Au total, frais d’avocat compris, cela représente un dédommagement de 19 millions de dollars, soit environ 6,6 millions d’euros. Une somme qui sera partagée avec les auteurs concernés, précise The Guardian. Les versements doivent commencer au second semestre de l’exercice fiscal en cours, ce qui laisse encore un peu de patience aux ayants droit.
Ce cas Bloomsbury n’est qu’une infime partie de l’accord global.
À l’échelle du recours collectif entier, Anthropic doit débourser 1,12 milliard de livres sterling, soit 1,31 milliard d’euros, une somme qui fait de cette affaire le premier grand règlement amiable entre une entreprise d’IA générative et le monde de l’édition.
Un précédent que beaucoup d’observateurs surveillent de très près, un peu comme on scrute les nouvelles réglementations dans un journal des seniors quand elles touchent aux droits de chacun.

Le vrai enjeu : une vague de procès qui menace toute la Silicon Valley
Ce que révèle surtout cet accord, c’est l’ampleur du problème pour l’ensemble de l’industrie de l’IA. Anthropic n’est pas la seule dans le viseur des créateurs de contenu, loin de là. The New York Times a par exemple lancé des poursuites contre OpenAI et Microsoft, pour des motifs très similaires.
En juillet, plusieurs maisons d’édition, dont Hachette, ont attaqué Google. Même son de cloche du côté français : des syndicats du livre accusent Meta de piller des œuvres françaises pour entraîner son modèle Llama. Une bataille juridique qui dépasse largement les frontières américaines et qui pourrait bien redessiner les règles du jeu pour tout le secteur, comme cela arrive parfois avec des sujets aussi variés que la protection des consommateurs sur l’habitat ou la sécurité des données personnelles.
Concrètement, chaque nouveau procès intenté contre une entreprise d’IA sert désormais de test grandeur nature. Les géants de la tech savent qu’ils ne peuvent plus se contenter d’aspirer du contenu protégé sans en assumer le coût.
Le montant colossal payé par Anthropic risque de servir de référence, voire de base de négociation, pour les prochains accords à venir.

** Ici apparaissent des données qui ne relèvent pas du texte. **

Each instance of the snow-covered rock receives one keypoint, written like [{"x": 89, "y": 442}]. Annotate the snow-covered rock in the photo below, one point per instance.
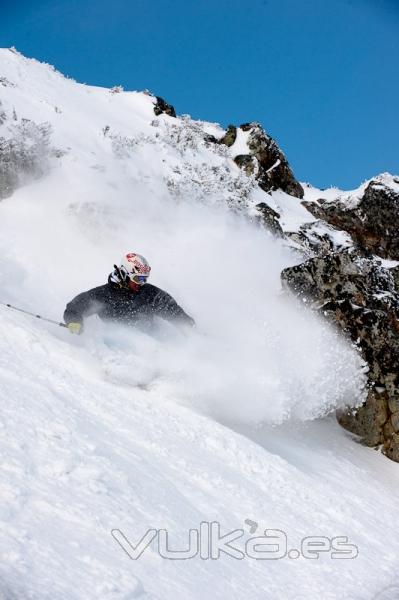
[{"x": 127, "y": 432}]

De quoi faire réfléchir à deux fois avant de lancer un nouveau modèle sans vérifier l’origine de chaque donnée utilisée.
L’addition est salée, mais elle grave une règle dans le marbre : on ne pirate pas des millions de livres impunément, même quand on s’appelle Anthropic. Reste à savoir combien d’autres géants de la tech devront passer, eux aussi, à la caisse dans les mois qui viennent.